Her pale skin was lined now, although not furrowed; it was no longer
translucence defined. But if she did not have the slenderness of youth,
she had the muscled, sturdy appearance of one who has been tried and
tested without breaking.
    As if she had expected no less, Yollana looked up from the
ground's even slope as she at last approached the house, nodding at the
younger woman who waited. Her eyes were the eyes that Ashaf remembered.
    "Well met," the Voyani wisewoman said, bowing low enough that
the folds of her voluminous shirt obscured the wide, red sash across
her midriff.
    "And you," Ashaf said softly. She waited a long moment, and
then looked away. "I have no water to offer."
    "I do," Yollana replied, and she lifted the skin from the
folds of her wide skirts. Those skirts could hide many a thing: water,
gold. A dagger. "Will you drink with me?"
    It was formal; an offer of sorts. But of what, and for what,
Ashaf could not guess. She nodded quietly. "Night is coming," she said.
"I should sleep soon." But she turned quietly and opened the door to
her home, inviting by gesture this third visitor for whom she felt such
ambivalence.
    The lamp was bright enough to illuminate the four walls of her
life; to cast a shadow around the sagging cotton mats upon which she
lay night by night; to show the marks and stains and scratches in the
wood of the small table before which she knelt to eat. To pray.

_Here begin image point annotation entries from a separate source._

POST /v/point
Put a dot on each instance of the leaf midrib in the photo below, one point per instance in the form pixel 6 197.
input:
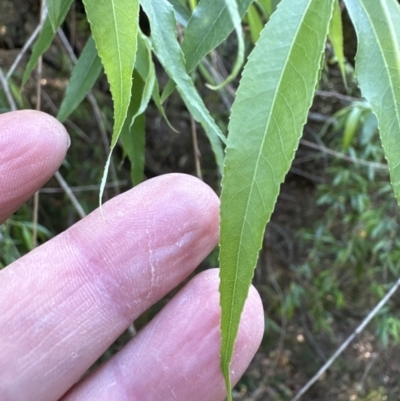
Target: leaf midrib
pixel 257 163
pixel 119 61
pixel 393 37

    She crossed the room and knelt there now, taking from a small
shelf beside the table the delicate clay bowls that had been a gift
from her husband and placing them upon the worn wooden surface. After a
moment, Yollana joined her, unhooking the lamp and placing it on the
floor by her bent knees. They stared at each other a moment in uneasy
silence; it was the Voyani woman who spoke first.
    Yollana's smile was crooked. "You've aged," she said. She took
the skin from her belt, uncapped it, and poured. She was skilled, and
it was clear from the way that she watched each drop that she had
traveled in the Lord's heartlands.
    "And you," Ashaf replied. "But more gracefully."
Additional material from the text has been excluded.